REPUBLIKA.CO.ID, JAKARTA -- Ketua Komisi Fatwa Majelis Ulama Indonesia (MUI) Prof Dr Hasanuddin Abdul Fatah menilai fatwa haram terkait perjalanan mudik belum begitu penting. Menurut dia, justru pemerintah dalam kondisi ini berperan mengeluarkan peraturan yang menegaskan larangan melakukan mudik sebagai solusi mencegah penyebaran wabah Covid-19.
"Menurut saya untuk saat ini belum begitu penting fatwa itu. Harusnya tinggal penegakan hukumnya saja. Kalau peraturannya sudah jelas, larangan mudik itu jelas, apakah peraturan presiden atau peraturan pemerintah, itu saja laksanakan. Gak perlu fatwa-fatwaan saya kira," tutur dia kepada Republika.co.id, Jumat (3/4).
Apalagi, lanjut Hasanuddin, hingga saat ini belum ada permintaan melalui surat secara formal ihwal permintaan fatwa haram mudik. Komisi Fatwa MUI pun belum membicarakan soal penyusunan fatwa tersebut. Meski begitu, jika ada permintaan dari masyarakat luas maupun pemerintah soal fatwa mudik, Komisi Fatwa siap melakukan kajian.
"Belum, setahu saya belum (ada permintaan fatwa) sampai saat ini. Kalau ada surat formal, atau ada permintaan dari masyarakat luas atau pemerintah, Komisi Fatwa siap mengeluarkan kalau memang perlu," tuturnya.
Hasan menilai, jika ingin melarang masyarakat di Jakarta untuk mudik, tidak cukup hanya dengan imbauan. Masyarakat yang mengandalkan penghasilan harian di Jakarta akan tetap pulang ke kampungnya. Pemerintah seharusnya memberikan bantuan dana kepada kelompok masyarakat tersebut sebagai bentuk perhatian di tengah pandemi seperti ini.
"Kalau pemerintah tidak memperhatikan ya bagaimana pun saya kira banyak saja yang mudik. Karena mereka itu mudik bukan karena kangen sama keluarga, tapi karena ekonomi. Gak bisa makan mereka di Jakarta atau katakanlah Depok. Itu alasannya. Jadi gak bakalan bisa dibendung kalau alasannya ekonomi. Gak bisa makan mereka di sini karena gak ada kerjaan," imbuhnya.
Terlepas dari hal itu, Hasanuddin mempersilakan untuk melayangkan surat permintaan fatwa kepada pihaknya. Komisi Fatwa siap mengeluarkan fatwa dengan terlebih dulu melihat dari berbagai aspek, baik itu kemaslahatan maupun mudharatnya.

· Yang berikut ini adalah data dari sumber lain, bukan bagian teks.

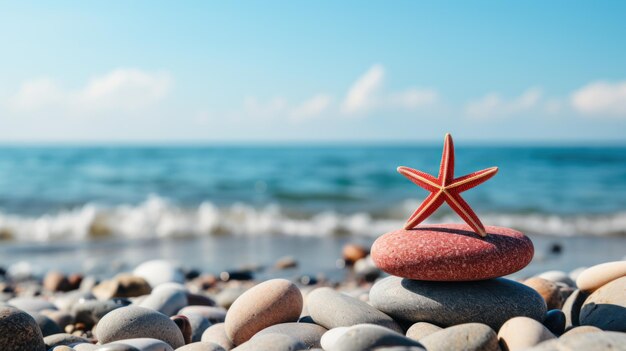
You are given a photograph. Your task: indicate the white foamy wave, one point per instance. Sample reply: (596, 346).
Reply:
(156, 217)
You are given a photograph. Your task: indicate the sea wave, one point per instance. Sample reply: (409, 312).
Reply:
(156, 217)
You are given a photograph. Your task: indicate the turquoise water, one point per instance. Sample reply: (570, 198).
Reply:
(56, 193)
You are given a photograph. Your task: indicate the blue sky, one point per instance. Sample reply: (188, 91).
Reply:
(148, 71)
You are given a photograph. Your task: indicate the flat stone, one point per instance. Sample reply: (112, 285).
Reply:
(268, 303)
(451, 252)
(594, 277)
(332, 309)
(271, 342)
(522, 332)
(216, 334)
(605, 308)
(469, 337)
(309, 334)
(421, 329)
(369, 336)
(19, 331)
(132, 322)
(445, 304)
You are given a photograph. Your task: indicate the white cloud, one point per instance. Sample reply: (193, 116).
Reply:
(493, 105)
(121, 89)
(366, 95)
(601, 99)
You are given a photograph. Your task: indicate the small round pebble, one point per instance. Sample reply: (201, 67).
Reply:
(268, 303)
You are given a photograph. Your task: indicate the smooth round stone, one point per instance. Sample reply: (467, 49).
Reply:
(469, 336)
(91, 311)
(606, 307)
(213, 314)
(31, 304)
(602, 341)
(132, 322)
(216, 334)
(166, 298)
(309, 334)
(201, 346)
(594, 277)
(558, 277)
(452, 252)
(490, 302)
(331, 336)
(272, 342)
(332, 309)
(63, 339)
(19, 331)
(268, 303)
(549, 290)
(421, 329)
(522, 332)
(369, 336)
(555, 321)
(157, 272)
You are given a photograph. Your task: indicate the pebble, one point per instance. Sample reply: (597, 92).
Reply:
(332, 309)
(602, 341)
(605, 308)
(452, 252)
(272, 342)
(469, 336)
(122, 285)
(216, 334)
(522, 332)
(268, 303)
(201, 346)
(140, 344)
(421, 329)
(369, 336)
(594, 277)
(63, 339)
(549, 290)
(167, 298)
(19, 331)
(138, 322)
(490, 302)
(213, 314)
(309, 334)
(157, 272)
(555, 321)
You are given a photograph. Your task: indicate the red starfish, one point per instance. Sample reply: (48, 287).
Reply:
(447, 188)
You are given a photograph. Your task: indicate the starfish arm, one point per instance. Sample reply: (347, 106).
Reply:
(428, 206)
(422, 179)
(446, 169)
(469, 181)
(463, 209)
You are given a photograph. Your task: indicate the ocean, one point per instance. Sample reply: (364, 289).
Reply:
(83, 200)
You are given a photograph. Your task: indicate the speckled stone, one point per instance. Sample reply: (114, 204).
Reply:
(594, 277)
(421, 329)
(332, 309)
(19, 331)
(606, 307)
(369, 336)
(451, 252)
(216, 334)
(201, 346)
(490, 302)
(522, 332)
(138, 322)
(309, 334)
(271, 342)
(63, 339)
(469, 337)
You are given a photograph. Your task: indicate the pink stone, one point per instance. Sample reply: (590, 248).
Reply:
(452, 252)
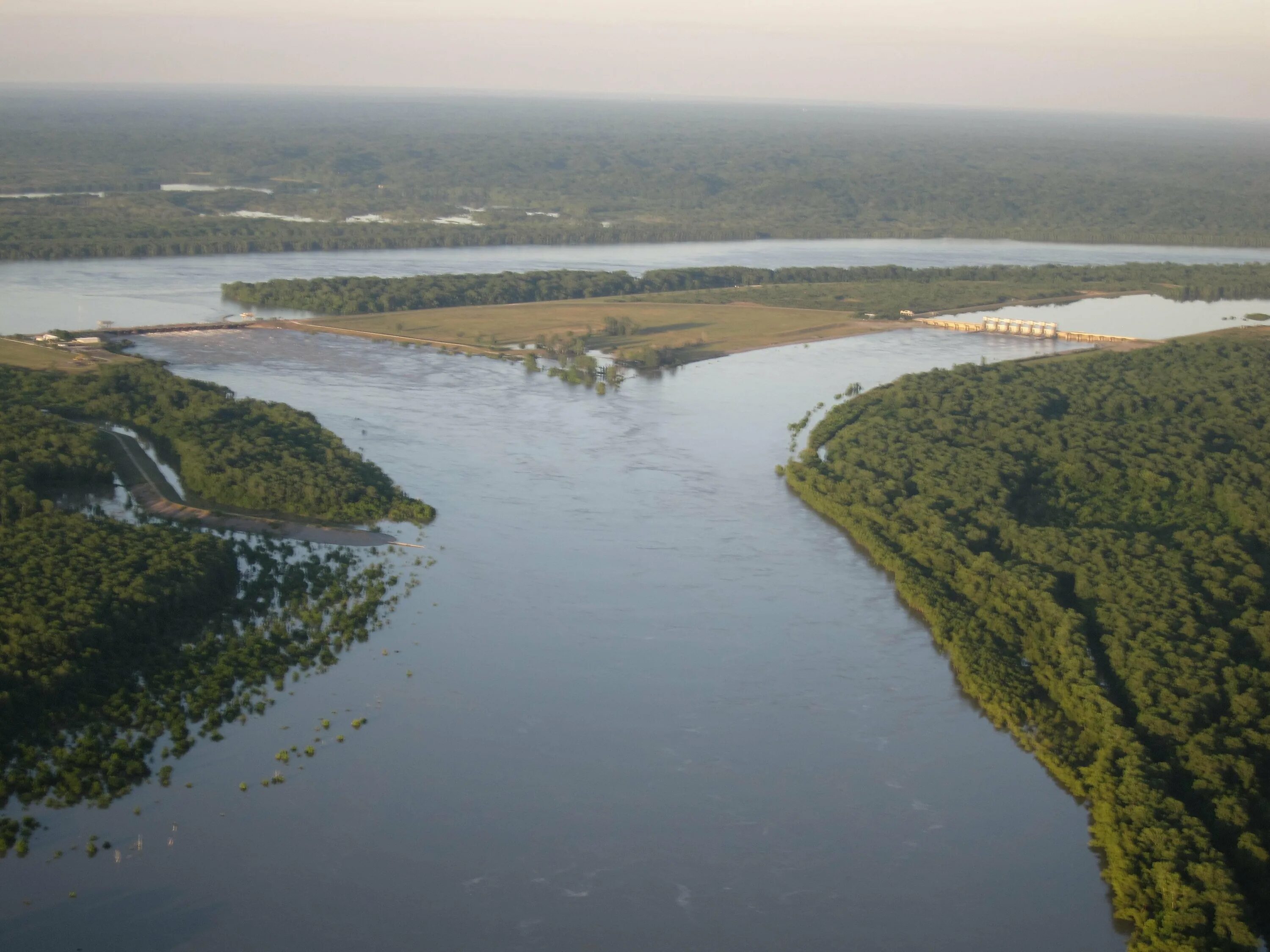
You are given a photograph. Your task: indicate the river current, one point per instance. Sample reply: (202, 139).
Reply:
(657, 704)
(75, 295)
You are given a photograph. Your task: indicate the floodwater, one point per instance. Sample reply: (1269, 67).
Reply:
(1137, 315)
(657, 704)
(75, 295)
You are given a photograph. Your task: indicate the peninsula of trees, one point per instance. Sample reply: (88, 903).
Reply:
(1089, 539)
(881, 290)
(120, 634)
(317, 173)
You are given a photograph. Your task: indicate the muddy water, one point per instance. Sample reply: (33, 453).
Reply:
(656, 704)
(75, 295)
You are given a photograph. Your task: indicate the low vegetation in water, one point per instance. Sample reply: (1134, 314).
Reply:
(1090, 541)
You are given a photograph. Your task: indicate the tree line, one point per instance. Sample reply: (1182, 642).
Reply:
(1089, 539)
(613, 172)
(238, 452)
(375, 295)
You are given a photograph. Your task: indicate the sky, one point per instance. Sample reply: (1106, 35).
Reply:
(1208, 58)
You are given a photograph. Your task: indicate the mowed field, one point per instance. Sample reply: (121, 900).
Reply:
(694, 330)
(51, 358)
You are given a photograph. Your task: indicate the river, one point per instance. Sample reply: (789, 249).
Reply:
(657, 704)
(75, 295)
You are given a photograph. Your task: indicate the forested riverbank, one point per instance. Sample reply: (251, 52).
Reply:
(1088, 539)
(120, 634)
(882, 290)
(326, 172)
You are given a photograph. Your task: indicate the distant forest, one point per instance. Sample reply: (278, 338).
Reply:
(380, 173)
(1089, 539)
(850, 287)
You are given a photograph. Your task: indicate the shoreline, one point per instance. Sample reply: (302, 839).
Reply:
(148, 487)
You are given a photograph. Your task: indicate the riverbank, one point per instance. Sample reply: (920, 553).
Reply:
(691, 332)
(153, 493)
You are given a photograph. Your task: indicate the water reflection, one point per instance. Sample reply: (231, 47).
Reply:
(1136, 315)
(36, 296)
(656, 701)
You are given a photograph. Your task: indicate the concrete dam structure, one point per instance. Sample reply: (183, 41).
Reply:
(1022, 328)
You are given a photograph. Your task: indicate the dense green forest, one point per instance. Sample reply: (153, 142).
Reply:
(884, 290)
(364, 172)
(1089, 539)
(238, 452)
(116, 634)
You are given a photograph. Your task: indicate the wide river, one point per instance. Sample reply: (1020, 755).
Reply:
(75, 295)
(657, 704)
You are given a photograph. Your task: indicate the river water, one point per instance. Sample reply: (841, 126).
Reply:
(657, 704)
(75, 295)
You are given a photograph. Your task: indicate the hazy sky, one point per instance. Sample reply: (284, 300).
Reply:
(1157, 56)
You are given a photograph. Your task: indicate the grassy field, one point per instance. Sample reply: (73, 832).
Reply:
(52, 358)
(695, 332)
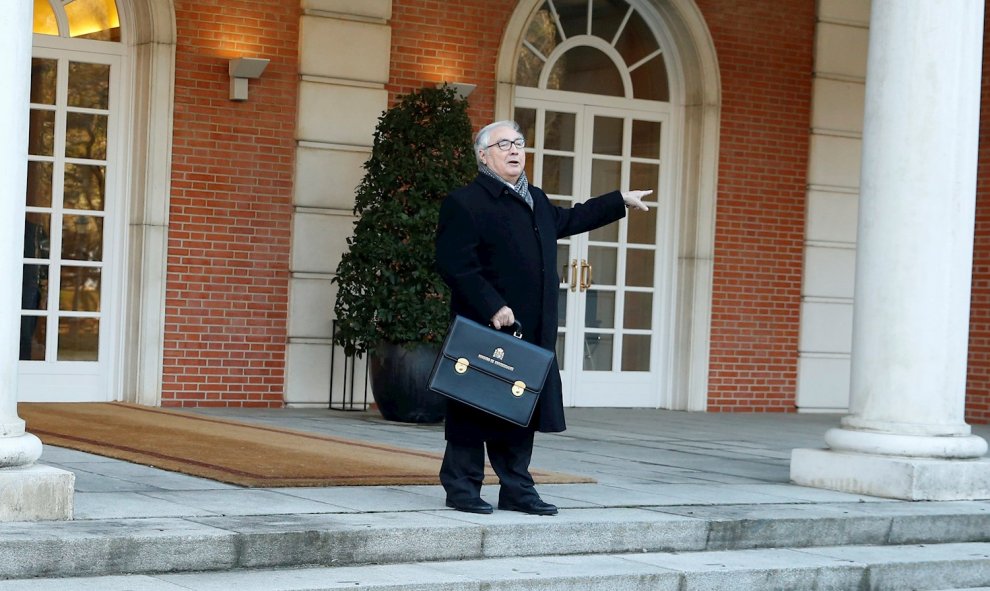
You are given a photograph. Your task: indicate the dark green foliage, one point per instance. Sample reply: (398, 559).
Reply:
(388, 287)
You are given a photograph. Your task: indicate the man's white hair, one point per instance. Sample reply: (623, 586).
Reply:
(482, 139)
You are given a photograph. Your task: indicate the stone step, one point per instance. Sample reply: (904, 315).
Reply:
(175, 545)
(860, 568)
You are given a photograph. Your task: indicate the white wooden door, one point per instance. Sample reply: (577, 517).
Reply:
(70, 283)
(609, 345)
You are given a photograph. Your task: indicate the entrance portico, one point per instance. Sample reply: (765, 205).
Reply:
(906, 437)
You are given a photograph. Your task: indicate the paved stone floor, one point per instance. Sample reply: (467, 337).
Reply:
(637, 457)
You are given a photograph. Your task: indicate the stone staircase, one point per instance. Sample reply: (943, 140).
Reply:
(860, 546)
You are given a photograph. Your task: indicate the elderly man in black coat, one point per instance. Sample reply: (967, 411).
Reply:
(497, 250)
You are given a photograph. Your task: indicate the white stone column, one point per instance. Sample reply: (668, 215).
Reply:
(27, 491)
(906, 437)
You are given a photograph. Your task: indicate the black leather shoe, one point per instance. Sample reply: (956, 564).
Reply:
(471, 506)
(535, 507)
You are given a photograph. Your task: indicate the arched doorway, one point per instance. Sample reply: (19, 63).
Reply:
(624, 95)
(97, 191)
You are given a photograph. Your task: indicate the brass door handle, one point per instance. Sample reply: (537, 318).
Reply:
(586, 272)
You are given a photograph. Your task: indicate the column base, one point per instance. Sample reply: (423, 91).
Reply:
(911, 479)
(36, 493)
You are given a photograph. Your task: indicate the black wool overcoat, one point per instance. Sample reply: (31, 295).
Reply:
(494, 251)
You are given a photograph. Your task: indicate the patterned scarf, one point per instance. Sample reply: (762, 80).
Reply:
(521, 187)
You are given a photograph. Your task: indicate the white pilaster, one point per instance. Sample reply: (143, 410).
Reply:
(27, 491)
(906, 436)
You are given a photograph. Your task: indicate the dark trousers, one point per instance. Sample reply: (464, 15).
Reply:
(463, 470)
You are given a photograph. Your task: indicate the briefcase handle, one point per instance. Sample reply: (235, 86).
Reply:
(516, 329)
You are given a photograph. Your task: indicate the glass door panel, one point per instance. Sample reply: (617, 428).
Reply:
(607, 312)
(67, 227)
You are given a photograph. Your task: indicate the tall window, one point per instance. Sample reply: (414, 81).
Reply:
(592, 46)
(87, 19)
(70, 190)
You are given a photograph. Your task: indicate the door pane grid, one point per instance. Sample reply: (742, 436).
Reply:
(610, 323)
(65, 211)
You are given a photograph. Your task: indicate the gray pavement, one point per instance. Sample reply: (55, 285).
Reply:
(682, 501)
(638, 458)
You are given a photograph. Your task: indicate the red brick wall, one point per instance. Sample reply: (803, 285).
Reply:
(978, 383)
(231, 206)
(765, 61)
(765, 56)
(441, 41)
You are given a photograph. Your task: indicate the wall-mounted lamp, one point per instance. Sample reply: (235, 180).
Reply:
(461, 89)
(241, 69)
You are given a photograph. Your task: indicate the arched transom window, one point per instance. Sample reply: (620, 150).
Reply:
(592, 46)
(86, 19)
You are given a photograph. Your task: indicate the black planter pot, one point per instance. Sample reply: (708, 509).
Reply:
(399, 377)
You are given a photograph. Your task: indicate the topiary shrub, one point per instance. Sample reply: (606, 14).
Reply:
(388, 288)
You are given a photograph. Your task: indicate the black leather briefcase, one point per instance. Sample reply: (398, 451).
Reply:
(493, 371)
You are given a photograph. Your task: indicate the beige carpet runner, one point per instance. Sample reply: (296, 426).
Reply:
(231, 451)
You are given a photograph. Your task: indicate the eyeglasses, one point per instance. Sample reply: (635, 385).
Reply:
(503, 145)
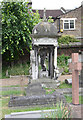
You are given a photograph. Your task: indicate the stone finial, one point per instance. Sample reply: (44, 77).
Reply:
(44, 16)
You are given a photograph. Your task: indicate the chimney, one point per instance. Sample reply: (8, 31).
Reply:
(82, 3)
(63, 10)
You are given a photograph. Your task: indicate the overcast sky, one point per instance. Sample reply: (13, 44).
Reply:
(55, 4)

"Tentunya dikaji dulu, dipertimbangkan sejauh mana keperluannya dan kepentingannya sehingga fatwa itu perlu dikeluarkan. Kalau dengan mudik itu menimbulkan semakin merajalelanya penyebaran Covid-19, ya bisa saja (dikeluarkan fatwa). Hal-hal yang tadinya dibolehkan menjadi dilarang dan akan menjadi haram kalau memang menimbulkan mudharat," ungkapnya.